Caves and tables, listen up! The jury of the Nederlands Spellenprijs 2025 has finished their scheming, and the nominees are out. They’ve picked nine games that scraped through the dungeon of submissions—only the sharpest, loudest, or prettiest survive. On 11 October at Spellenwereld Assen, one winner per category gets the shiny crown. Let me tell you who’s bleeding for recognition.


Categories and Nominees

They divided them into Familie, Kenners, Experts — three games each to fight for glory.

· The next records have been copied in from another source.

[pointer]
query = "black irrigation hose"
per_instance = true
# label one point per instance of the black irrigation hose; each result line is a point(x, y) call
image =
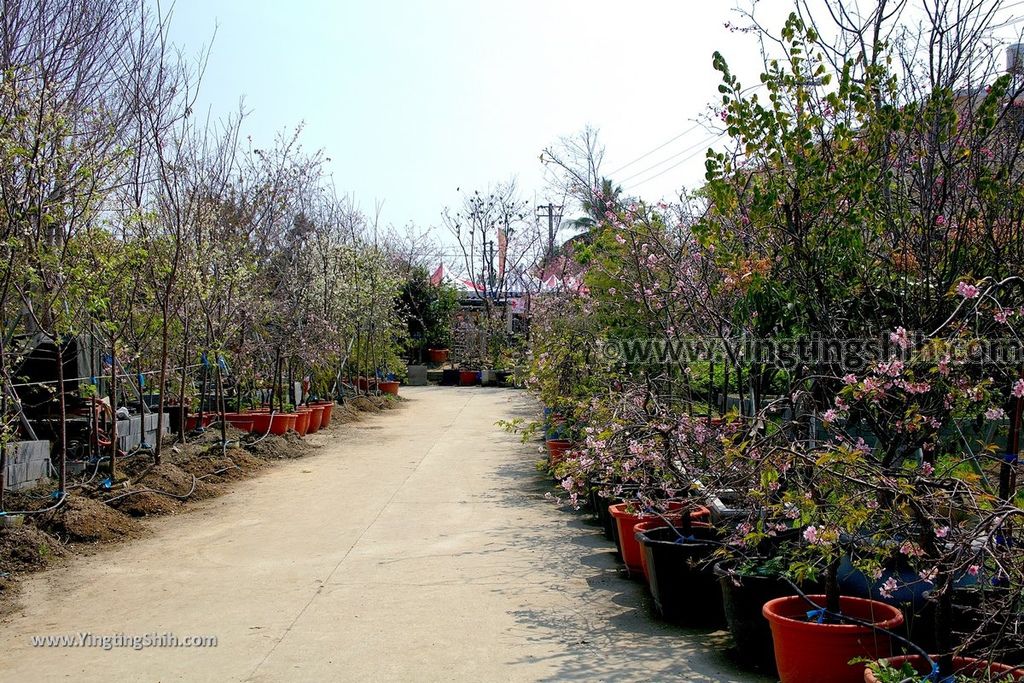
point(146, 489)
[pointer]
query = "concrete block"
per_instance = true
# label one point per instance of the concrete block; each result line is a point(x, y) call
point(417, 376)
point(37, 469)
point(17, 475)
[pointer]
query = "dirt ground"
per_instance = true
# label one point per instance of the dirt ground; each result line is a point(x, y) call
point(417, 546)
point(94, 513)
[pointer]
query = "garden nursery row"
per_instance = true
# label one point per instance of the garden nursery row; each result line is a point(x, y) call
point(794, 398)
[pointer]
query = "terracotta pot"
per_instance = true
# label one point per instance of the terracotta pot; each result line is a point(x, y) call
point(302, 421)
point(626, 523)
point(328, 409)
point(557, 449)
point(315, 418)
point(811, 652)
point(966, 666)
point(436, 354)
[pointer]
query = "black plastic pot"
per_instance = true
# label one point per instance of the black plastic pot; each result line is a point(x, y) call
point(681, 577)
point(742, 598)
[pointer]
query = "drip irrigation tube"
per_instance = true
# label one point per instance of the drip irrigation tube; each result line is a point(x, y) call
point(269, 426)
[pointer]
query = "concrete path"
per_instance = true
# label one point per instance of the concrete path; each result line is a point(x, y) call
point(419, 547)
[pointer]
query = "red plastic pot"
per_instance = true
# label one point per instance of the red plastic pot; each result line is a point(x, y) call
point(315, 418)
point(302, 422)
point(557, 449)
point(436, 354)
point(626, 523)
point(279, 424)
point(193, 422)
point(965, 666)
point(328, 407)
point(241, 421)
point(811, 652)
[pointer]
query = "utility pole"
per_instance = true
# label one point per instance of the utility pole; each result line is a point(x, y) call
point(488, 250)
point(551, 209)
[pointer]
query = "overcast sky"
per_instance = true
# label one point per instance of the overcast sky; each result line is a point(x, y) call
point(412, 99)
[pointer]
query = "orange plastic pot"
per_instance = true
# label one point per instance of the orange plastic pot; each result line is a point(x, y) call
point(810, 652)
point(626, 523)
point(557, 449)
point(315, 418)
point(328, 407)
point(436, 354)
point(302, 422)
point(963, 666)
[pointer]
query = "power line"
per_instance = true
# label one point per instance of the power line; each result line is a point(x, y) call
point(677, 165)
point(660, 146)
point(668, 159)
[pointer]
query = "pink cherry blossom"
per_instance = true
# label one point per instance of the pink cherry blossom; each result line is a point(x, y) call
point(887, 589)
point(968, 291)
point(900, 338)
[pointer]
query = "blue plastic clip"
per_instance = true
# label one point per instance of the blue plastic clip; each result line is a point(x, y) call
point(817, 615)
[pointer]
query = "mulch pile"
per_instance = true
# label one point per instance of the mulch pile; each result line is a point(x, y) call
point(198, 470)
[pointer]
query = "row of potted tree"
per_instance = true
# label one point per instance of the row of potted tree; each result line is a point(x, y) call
point(795, 398)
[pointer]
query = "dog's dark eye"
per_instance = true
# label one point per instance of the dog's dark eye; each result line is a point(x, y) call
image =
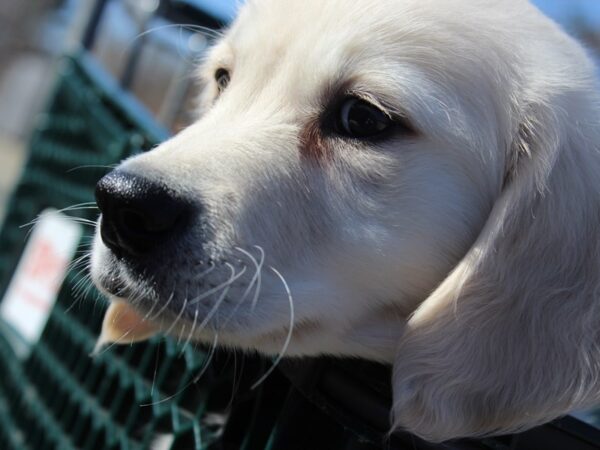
point(222, 78)
point(360, 119)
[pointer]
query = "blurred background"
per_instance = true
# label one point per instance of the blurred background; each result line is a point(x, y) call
point(34, 33)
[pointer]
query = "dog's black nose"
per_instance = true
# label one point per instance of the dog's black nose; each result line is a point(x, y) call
point(137, 214)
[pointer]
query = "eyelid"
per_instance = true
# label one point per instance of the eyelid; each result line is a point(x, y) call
point(399, 117)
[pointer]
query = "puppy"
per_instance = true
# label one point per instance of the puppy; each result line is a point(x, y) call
point(408, 181)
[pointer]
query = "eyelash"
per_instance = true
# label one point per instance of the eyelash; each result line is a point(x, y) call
point(222, 77)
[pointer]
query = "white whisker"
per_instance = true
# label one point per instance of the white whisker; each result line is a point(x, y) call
point(289, 335)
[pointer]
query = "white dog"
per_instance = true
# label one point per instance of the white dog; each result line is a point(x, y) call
point(409, 181)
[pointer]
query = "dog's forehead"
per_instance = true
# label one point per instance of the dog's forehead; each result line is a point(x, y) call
point(323, 38)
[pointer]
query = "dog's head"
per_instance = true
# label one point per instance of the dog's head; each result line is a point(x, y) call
point(347, 158)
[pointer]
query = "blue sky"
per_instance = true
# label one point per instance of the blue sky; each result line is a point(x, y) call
point(563, 11)
point(566, 11)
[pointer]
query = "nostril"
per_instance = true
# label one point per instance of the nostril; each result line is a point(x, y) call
point(137, 214)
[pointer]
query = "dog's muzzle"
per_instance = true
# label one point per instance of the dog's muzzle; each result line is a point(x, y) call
point(138, 215)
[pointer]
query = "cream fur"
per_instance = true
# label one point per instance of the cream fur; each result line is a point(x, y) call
point(468, 256)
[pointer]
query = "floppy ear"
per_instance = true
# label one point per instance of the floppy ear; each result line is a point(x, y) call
point(511, 338)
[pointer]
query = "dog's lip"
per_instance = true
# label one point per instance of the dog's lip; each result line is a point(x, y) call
point(114, 286)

Familie (Family – games you can play without needing elf-PhD):

  • Bomb Busters (999 Games)
  • Faraway (White Goblin Games)
  • Pixies (Gamin’BIZ)

Kenners (Connoisseurs – tougher puzzles & deeper choices):

  • Botanicus (999 Games)
  • Komeet (HOT Games)
  • Pirates of Maracaibo (Geronimo Games)

Experts (For the goblin brain that likes long hunts & deep complexity):

  • Men-Nefer (Keep Exploring Games)
  • SETI: Search for Extraterrestrial Intelligence (DSV Games)
  • Windmill Valley (Board & Dice)

What This Means

  • This 25th year of the prize (yes, they’ve dragged this jug around for a quarter-century) shows serious respect for variety: light family fun, thoughtful mid-weight, and beastly expert games.
  • Bomb Busters looks like a secure pick for Familie—quick, tense, possibly panic-inducing. Goblins like panic.
  • Botanicus and Windmill Valley are catching my eye—flora and Dutch themes, but with enough complexity to make me grunt.
  • SETI and Men-Nefer might war with the expert goblins. These are the games you bring out when you’ve already smashed your nose on simpler stuff.

When the Shiny Crowns Will Drop

Mark the date: Saturday 11 October 2025, Spellenwereld Assen. That’s when the winners will be revealed—when the jury decides which of the nine gets the glory in each category. If you’re nearby, come watch. If not, listen for the triumphant—or defeated—roars.


Final Grumble

Nominees are strong this year. If your game is on this list: bravo, you dodged the dragons. If not: stew in your prototypes, tweak your rules, and try again next year. The Nederlandse Spellenprijs demands polish, heart, and cleverness. And maybe, just maybe, a sprinkle of chaos.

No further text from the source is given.